We believe that government is for the people and OF the people. Not of the insurance companies. I hope you hold the same belief, please reflect that with your public and active support for HR 676. If you do not at least support for a bill with a truly effective public option I will not vote for you again. I would appreciate a response explaining your decision if you chose not to support HR 676. 
Thanks for your attention.

A Little Gnocchi (okay, maybe I didn't sign off like that, but you get the idea)

“Of all the forms of inequality, injustice in health care is the most shocking and inhumane.” Martin Luther King Jr. 1966

Okay, now go back to the top of this post and email Gabby, or your congressperson today. Let your Senators know how you feel too. IF your Congressperson already co-sponsored HR676, thank them. 


  1. The British are probably best known for their 'dead mouse thinking', rather than shouting aloud how well they are doing. We are ashamed of our history (the Empire and all that) and unskilled about being hopeful for the future. So it was good to read a blog which celebrates our NHS. Those who are unwell should be supported by those who have good health. At different stages in our lives - youth and old age generally - we are more likely to need health care. Poor health care costs the nation. Pensioners get free prescriptions and those with diabetes like Norman get real quality care for drugs, eyes, feet etc. He has paid national health insurance contributions since the NHS was established in 1948. Without this support, he would be suffering and costing the nation much more in emergency care. Health care should be free at the point of provision. And having listened to conversations outside an intensive care unit in the US, I am horrified at decisions that commercial concerns force on patients and their families.

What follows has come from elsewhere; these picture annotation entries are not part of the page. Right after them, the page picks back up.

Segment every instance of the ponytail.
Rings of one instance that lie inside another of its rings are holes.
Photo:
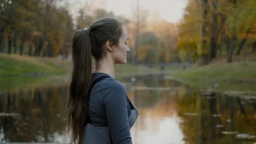
[[[119,43],[121,23],[113,18],[102,18],[89,27],[77,31],[73,38],[73,70],[68,101],[68,131],[70,142],[82,143],[84,127],[90,121],[89,93],[92,83],[92,57],[98,62],[107,52],[107,40]]]
[[[68,131],[71,143],[82,143],[89,121],[89,91],[92,83],[92,52],[89,31],[75,32],[72,41],[73,69],[68,101]]]

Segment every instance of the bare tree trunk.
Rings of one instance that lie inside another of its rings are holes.
[[[10,54],[11,52],[11,40],[10,34],[8,35],[8,54]]]
[[[236,55],[240,55],[241,50],[242,50],[242,48],[243,48],[243,46],[244,45],[245,42],[246,41],[246,39],[247,39],[248,34],[250,32],[251,28],[250,27],[247,31],[246,31],[246,35],[244,38],[242,40],[242,42],[241,42],[240,45],[239,45],[239,47],[236,51]]]
[[[52,57],[53,53],[53,44],[50,40],[48,40],[48,56]]]
[[[252,52],[256,52],[256,40],[254,41],[253,44],[253,47],[252,47]]]
[[[237,49],[237,51],[236,52],[236,55],[238,56],[239,55],[240,55],[241,50],[242,50],[242,48],[243,48],[243,46],[245,44],[246,41],[246,38],[243,38],[240,45],[239,45],[238,49]]]
[[[235,9],[236,9],[236,0],[233,0],[233,4],[234,5]],[[231,63],[232,62],[232,56],[233,55],[233,51],[235,49],[235,43],[236,40],[236,20],[235,19],[235,16],[233,14],[232,19],[233,19],[233,22],[232,22],[232,38],[231,40],[231,46],[230,49],[229,49],[228,56],[228,62]]]
[[[213,9],[212,11],[212,33],[210,39],[210,51],[209,55],[210,61],[215,58],[217,56],[217,43],[218,39],[218,23],[217,16],[217,0],[212,1]]]
[[[31,56],[32,55],[32,49],[33,49],[33,41],[30,41],[30,46],[28,47],[28,55]]]
[[[17,34],[14,34],[14,43],[13,45],[14,46],[14,53],[17,53],[17,46],[18,46],[18,35]]]
[[[200,0],[201,3],[201,11],[200,14],[201,15],[201,37],[202,39],[202,45],[201,49],[202,50],[202,52],[201,54],[201,64],[206,65],[208,63],[208,57],[205,52],[205,50],[203,50],[205,49],[207,49],[206,44],[206,27],[207,25],[206,22],[206,16],[208,13],[207,9],[206,6],[207,4],[207,0]]]
[[[2,46],[2,42],[3,41],[3,39],[4,32],[4,27],[0,27],[0,52],[1,52],[3,50],[3,48]]]

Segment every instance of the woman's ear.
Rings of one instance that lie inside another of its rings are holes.
[[[112,48],[112,43],[111,43],[109,40],[106,41],[106,47],[108,51],[112,52],[113,51]]]

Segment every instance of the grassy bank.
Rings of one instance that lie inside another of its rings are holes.
[[[0,91],[14,87],[30,87],[67,81],[71,69],[70,61],[58,58],[20,56],[0,53]],[[231,63],[215,62],[207,65],[159,68],[117,65],[118,79],[138,75],[165,73],[172,79],[199,88],[220,91],[255,91],[256,62],[240,61]]]
[[[63,75],[68,70],[50,62],[47,58],[0,55],[0,77]]]
[[[255,61],[231,63],[219,62],[186,69],[173,69],[169,75],[172,79],[200,88],[220,91],[256,89]]]

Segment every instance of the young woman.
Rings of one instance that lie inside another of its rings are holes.
[[[115,65],[126,63],[128,39],[113,18],[100,19],[74,34],[68,102],[71,143],[132,143],[130,129],[138,111],[114,79]]]

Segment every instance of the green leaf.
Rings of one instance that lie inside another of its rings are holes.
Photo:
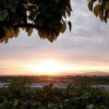
[[[17,99],[14,99],[13,107],[16,107],[17,105],[19,105],[19,100]]]
[[[65,29],[66,29],[66,24],[65,24],[65,22],[64,22],[64,23],[62,24],[62,27],[61,27],[61,33],[64,33]]]
[[[26,28],[26,32],[27,32],[28,36],[31,36],[33,33],[33,27]]]
[[[70,32],[71,32],[72,31],[72,23],[69,21],[68,24],[69,24],[69,28],[70,28]]]
[[[88,2],[88,9],[89,9],[90,11],[93,11],[93,1],[92,1],[92,0]]]
[[[99,4],[97,4],[97,5],[94,8],[94,14],[95,14],[96,16],[98,16],[98,14],[99,14]]]
[[[0,21],[4,21],[8,17],[8,10],[0,10]]]

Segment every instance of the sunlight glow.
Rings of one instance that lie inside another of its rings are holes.
[[[46,60],[37,64],[29,64],[27,68],[36,73],[38,72],[40,75],[58,75],[64,71],[71,70],[65,64],[53,60]]]

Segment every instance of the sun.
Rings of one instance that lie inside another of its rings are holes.
[[[28,69],[39,75],[59,75],[69,70],[66,65],[55,60],[40,61],[37,64],[29,65]]]

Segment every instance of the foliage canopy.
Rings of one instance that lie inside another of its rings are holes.
[[[95,2],[98,3],[93,8]],[[101,21],[109,19],[109,0],[89,0],[88,8]],[[66,25],[71,31],[71,11],[70,0],[0,0],[0,43],[17,37],[20,28],[28,36],[35,28],[40,38],[52,43]]]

    The NHS also is being very pro-active in preventative health. The 'five a day' campaign has really sold the idea that you need to eat five pieces of fruit and/or veg. (not potatoes) a day. 4 - 7 year olds get a piece of fruit provided for free every school day. The Healthy Schools Programme, requires all our schools to educate our children (our future) about healthy living. Our cancer rates have fallen considerably according to the latest figures - in particular deaths from lung cancer.

    Of course the weather continues to be rather wet and cold even in mid summer, but the flu jabs are free!

  2. I am stealing from your letter to write to my congress person re: health care too. thank you!

  3. Great letter. It's hard to craft a good argument for universal healthcare when there are so many misconceptions and lies floating around. I'm going to bookmark this and use it as a template for a letter to my congressperson.

    I stumbled upon your blog today and did NOT expect to find a post on healthcare. However, this issue is too important to leave to political pundits and finance or political bloggers. It affects us all whether we write about food or travel. Thanks.